You can find the information for England, Wales, Scotland and Northern Ireland on the respective Boundary Commission websites. The Commissions for Scotland, Wales and Northern Ireland have said that initial proposals will be published later in 2021.

Designing maps is a hard job as every seat that grows needs to take voters from neighbouring areas. But seats need to stay as similar to the old seats as possible. On top of this, as we’ve seen, years of work can be ignored and never implemented.

Who wins and loses can change when boundaries change, without a single voter changing their mind

In theory, you could design hundreds of different constituency maps that would all result in a different makeup of Parliament. Where the lines go can directly change who represents you in Parliament, and how many MPs each party has.

Constituency Example

Animation based on the work of Geoff Powell and the PRSA. As the boundaries rotate around the number of MPs for each party changes wildly.

The Boundary Commissions have to design their maps to only vary by +/-5% in size, no seats can cross national borders, seats must be smaller than 13,000 square kilometres and the Commissions can only consider:

  1. Special geographical considerations, including in particular the size, shape and accessibility of a constituency;
  2. Local government boundaries as they exist or new local government boundaries that have been approved by legislation but that are yet to be introduced on the review date (see Rule 9 for the Review date);
  3. Boundaries of existing constituencies;
  4. Any local ties that would be broken by changes in constituencies;
  5. The inconveniences attendant on such changes

There are special rules for various islands.

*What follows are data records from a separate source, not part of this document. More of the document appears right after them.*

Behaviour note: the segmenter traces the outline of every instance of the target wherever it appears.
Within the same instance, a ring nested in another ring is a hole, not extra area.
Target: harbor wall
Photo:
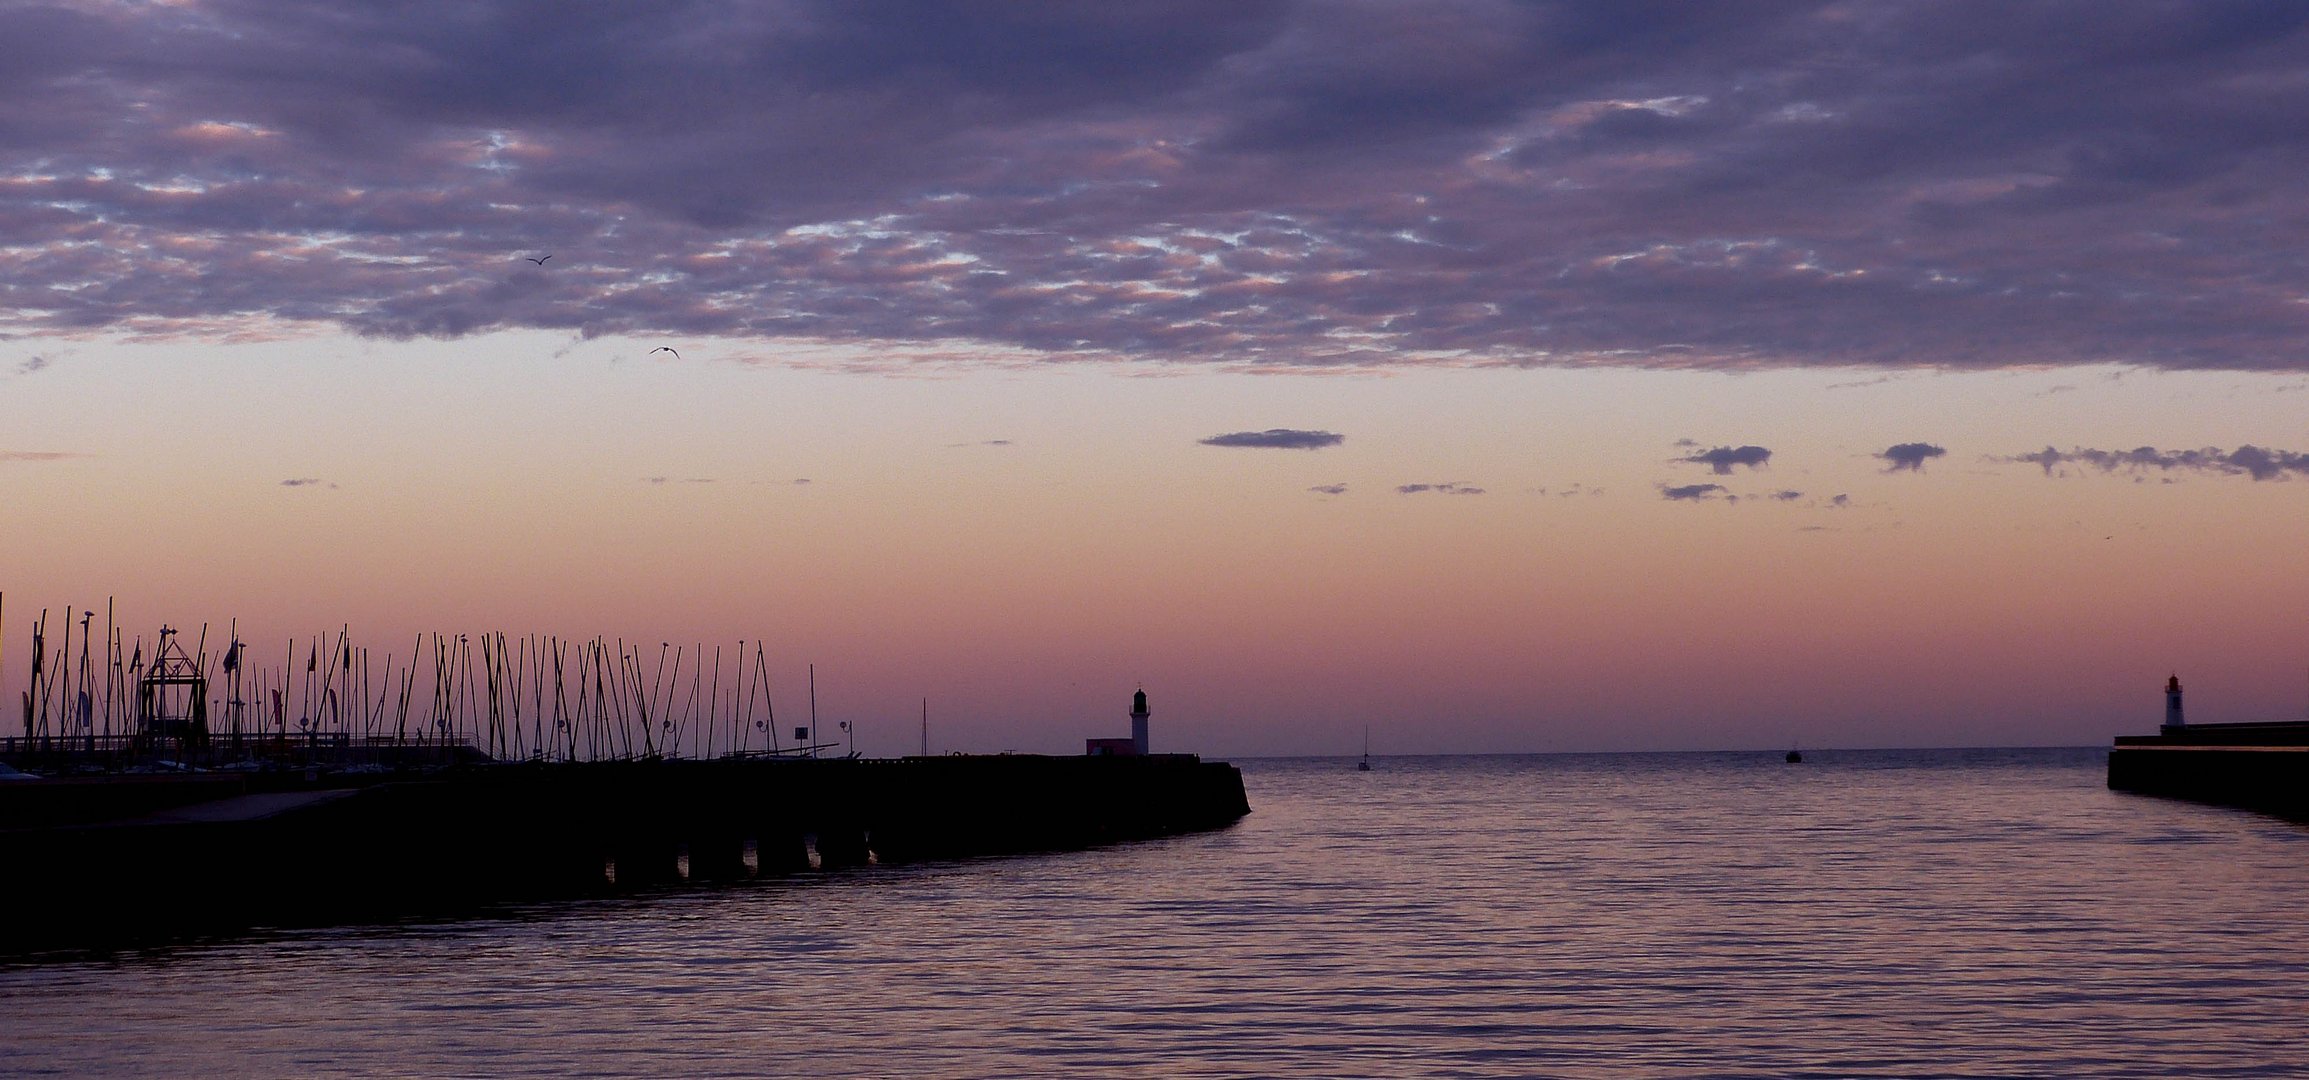
[[[15,782],[0,785],[0,949],[1069,850],[1249,810],[1240,772],[1193,755]]]
[[[2309,745],[2118,740],[2109,787],[2309,821]]]
[[[2168,693],[2178,694],[2178,682]],[[2309,721],[2168,723],[2154,735],[2120,735],[2109,787],[2309,821]]]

Electoral Bias of First Past the Post

First Past the Post is simply not designed to give each party a fair amount of seats based on their vote share.

Westminster suffers from something called electoral bias. The ‘bias’ is the difference in seats between the two main parties if they both got the same number of votes. From 1992-2010 this helped the Labour party, from 2015 – 2019 it helped the Conservatives.

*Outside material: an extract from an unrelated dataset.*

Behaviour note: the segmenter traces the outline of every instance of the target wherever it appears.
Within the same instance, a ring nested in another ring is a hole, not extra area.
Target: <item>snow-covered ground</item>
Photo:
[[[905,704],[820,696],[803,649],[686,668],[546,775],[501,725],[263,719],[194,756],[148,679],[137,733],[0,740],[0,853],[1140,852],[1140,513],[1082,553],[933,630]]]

The bias is caused by the fact each constituency only has one MP.

When constituencies have different numbers of people in them you can win a small one with fewer votes than a big one. But, this isn’t the only source of bias.

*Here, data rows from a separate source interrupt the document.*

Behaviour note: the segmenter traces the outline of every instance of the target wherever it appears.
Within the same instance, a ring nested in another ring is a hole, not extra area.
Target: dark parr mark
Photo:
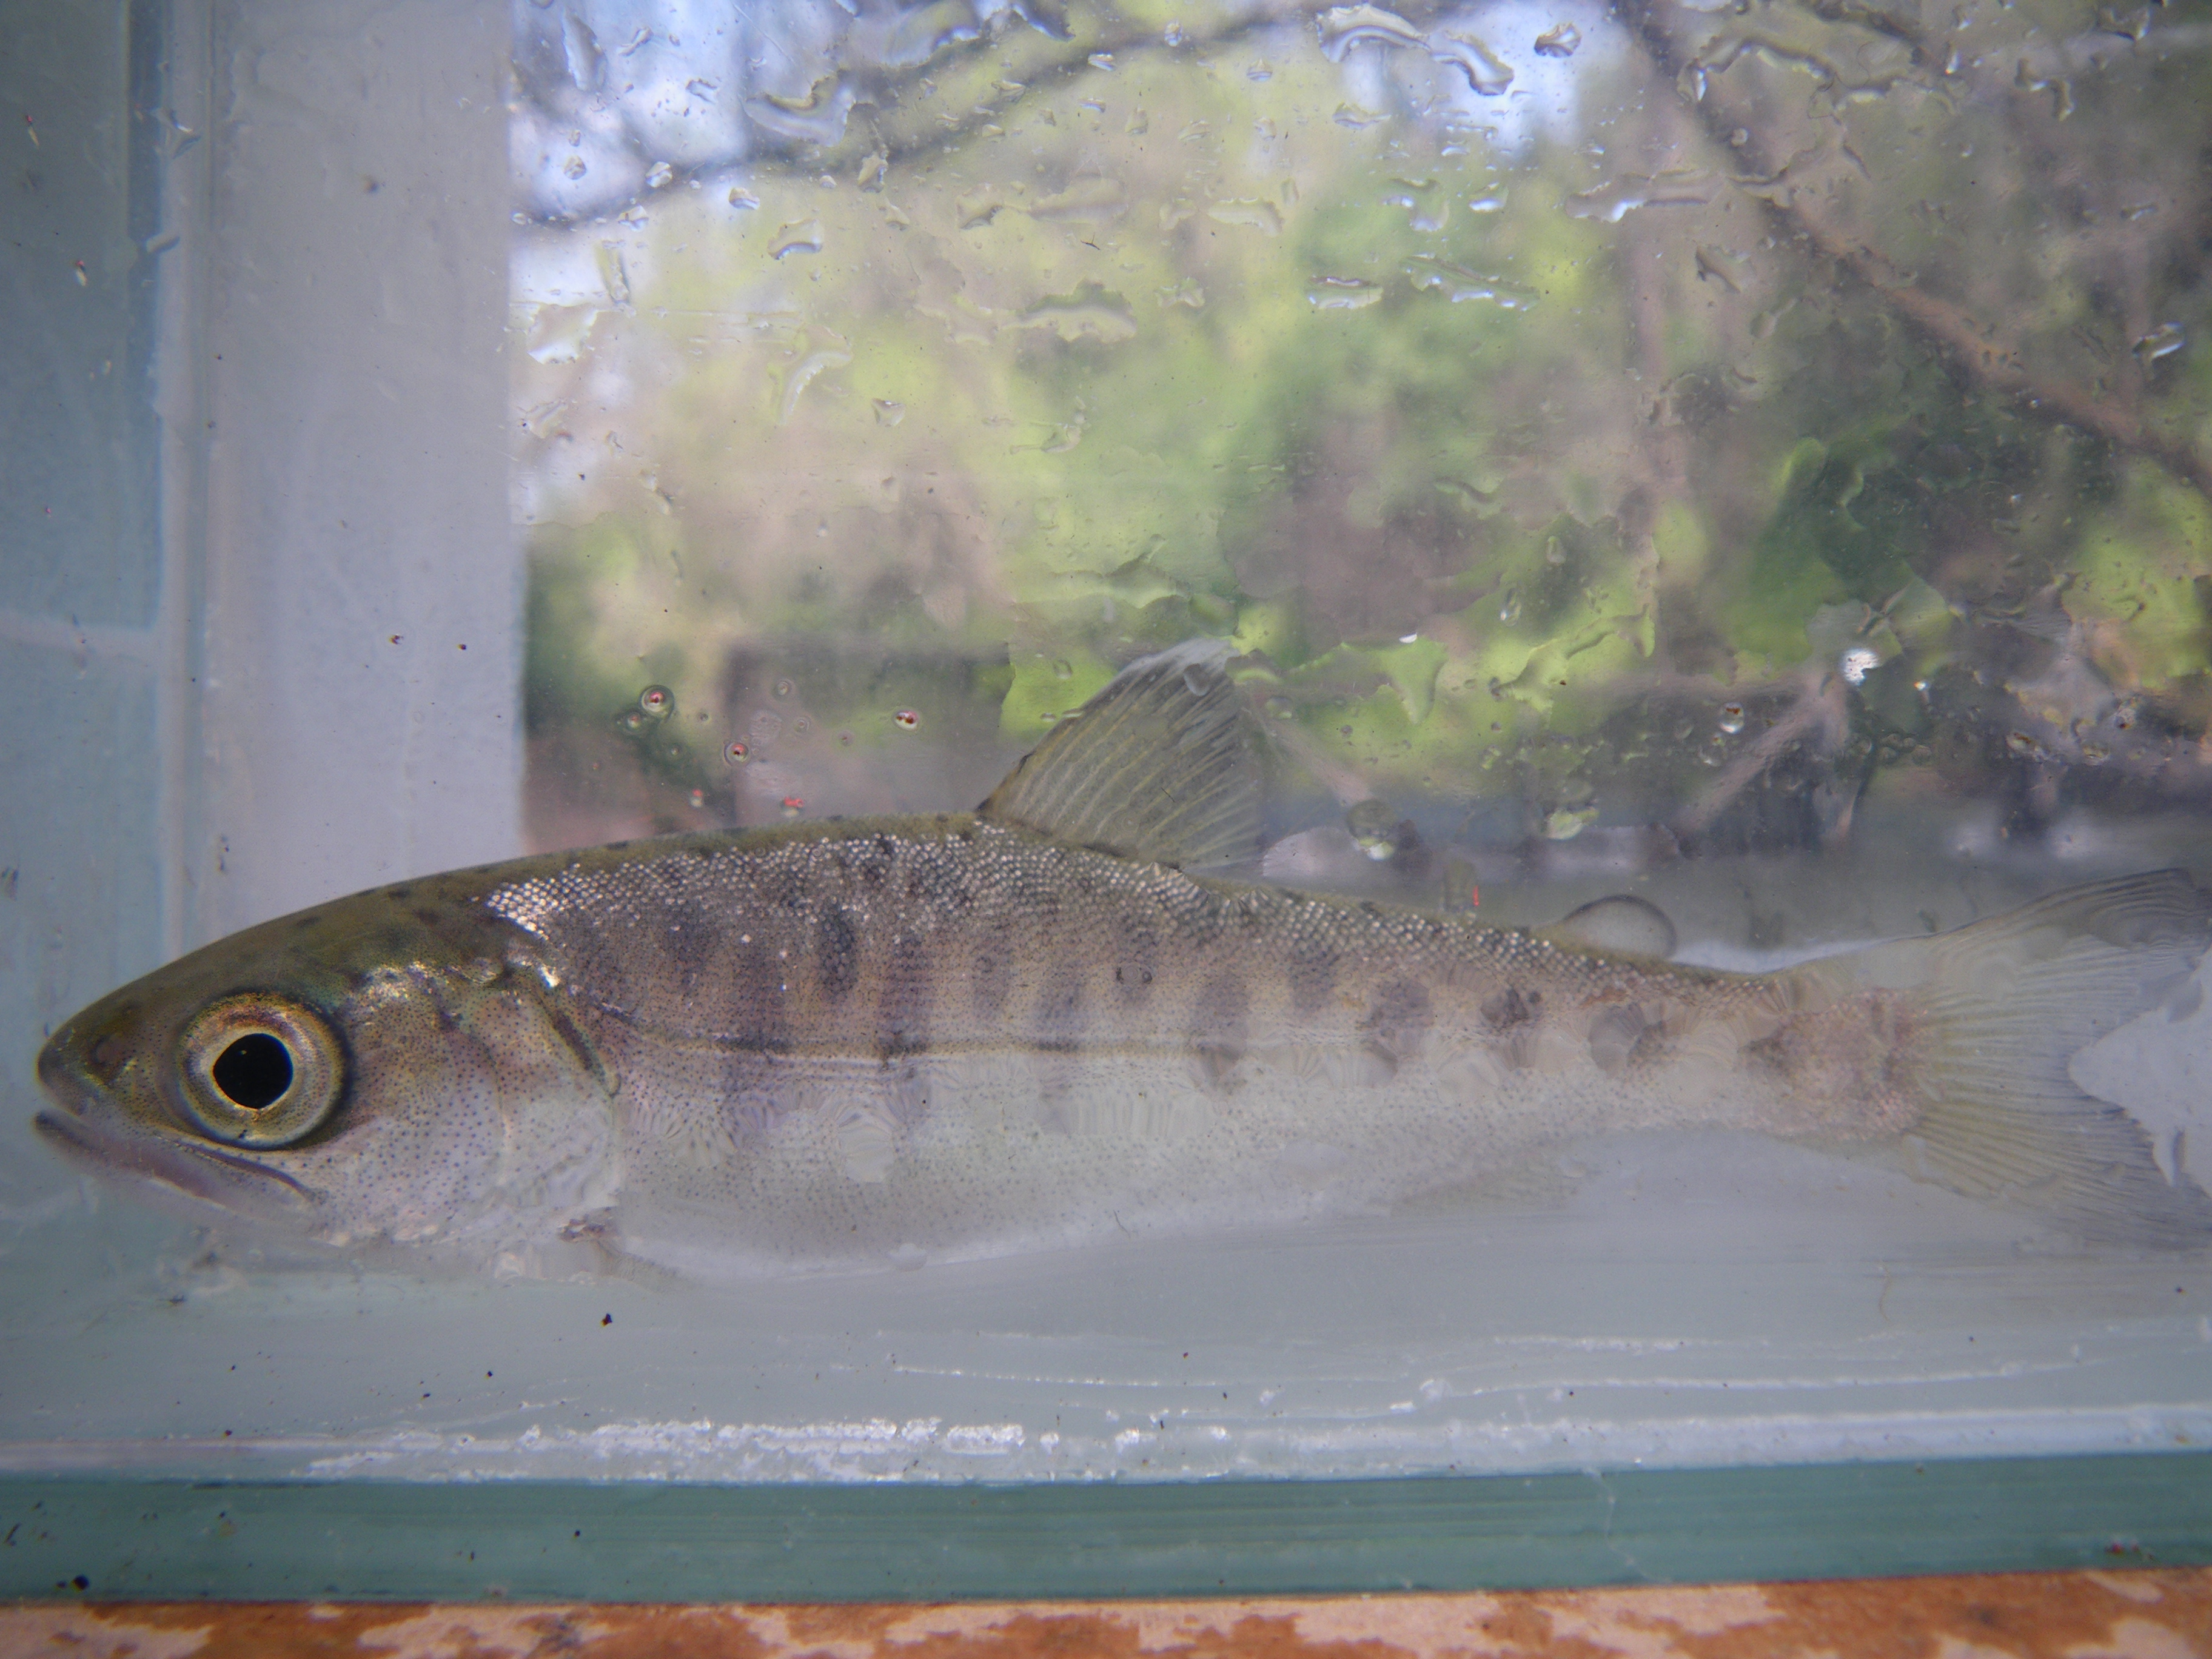
[[[723,1040],[756,1053],[791,1046],[791,1022],[784,1007],[783,970],[760,945],[741,944],[726,958],[728,991],[720,1020]]]
[[[976,940],[968,971],[968,994],[977,1013],[996,1019],[1006,1012],[1006,999],[1013,989],[1014,930],[1011,923],[999,921],[984,928]]]
[[[1428,988],[1400,979],[1376,993],[1359,1029],[1393,1061],[1404,1061],[1420,1052],[1421,1041],[1435,1023]]]
[[[1082,967],[1072,960],[1063,958],[1046,969],[1036,1010],[1037,1037],[1042,1047],[1073,1047],[1083,1036],[1088,1023],[1083,1006],[1083,980]]]
[[[1516,1025],[1526,1025],[1536,1018],[1544,1006],[1544,994],[1530,991],[1525,996],[1516,986],[1507,986],[1482,1005],[1482,1017],[1495,1031],[1510,1031]]]
[[[1152,976],[1160,959],[1160,936],[1151,924],[1125,921],[1114,964],[1114,988],[1125,1008],[1140,1008],[1152,999]]]
[[[1336,992],[1336,947],[1325,939],[1302,938],[1291,946],[1291,960],[1285,969],[1290,981],[1291,1009],[1302,1018],[1310,1018],[1327,1006]]]
[[[708,916],[690,915],[669,924],[668,961],[687,998],[698,991],[700,980],[722,948],[722,939],[721,924]]]
[[[842,904],[824,905],[816,919],[814,974],[831,1002],[842,1002],[860,982],[860,931]]]
[[[937,994],[928,947],[911,933],[891,941],[876,999],[876,1054],[889,1060],[929,1047],[930,1005]]]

Turnout is different around the country, so you need fewer people to vote for you if fewer people in general vote in your constituency.

But General Elections are not only Labour vs Conservative battles. The more people there are voting for third parties (as long as they don’t win), the easier it is for the major parties to win a seat – the threshold for the winner gets lower. You just need one more than the second-place candidate. In Belfast South, a candidate in 2015 won on 24.5%.

Of course, few MPs win with one vote more than their main opponent. Some MPs pile up massive majorities while others sneak a win by a handful of votes. These thousands of extra votes are wasted as they don’t make any difference to the make-up of parliament.

First Past the Post means our votes will never be equal

While the government like to claim that the boundary review will mean “Every vote cast in a general election will carry equal weight”, Westminster’s voting system ensures a dramatic inequality in the number of votes it takes to elect an MP.

Whichever way you design the boundaries, Westminster’s voting system will mean our Parliament only barely represents the UK. To solve this, we need to abandon the idea that each constituency should only elect one MP.

Instead, proportional electoral systems like the Single Transferable Vote elect groups of MPs from slightly larger constituencies. Rather than trying to divide a town or county into three arbitrary lumps, each with its own MP, you add the constituencies together into one big constituency with three MPs. The group of MPs reflect the variety of political opinion in that area.

And by ranking candidates on the basis of preference, you get not only political diversity but ensure that if your first choice can’t win, your vote isn’t entirely wasted.

The fact that the new boundaries will change election results isn’t a sign that it has been gerrymandered – it’s a sign that Westminster’s unfair system is working just as expected.

It’s high time we got rid of this outdated, unequal voting system. Let’s scrap First Past the Post once and for all.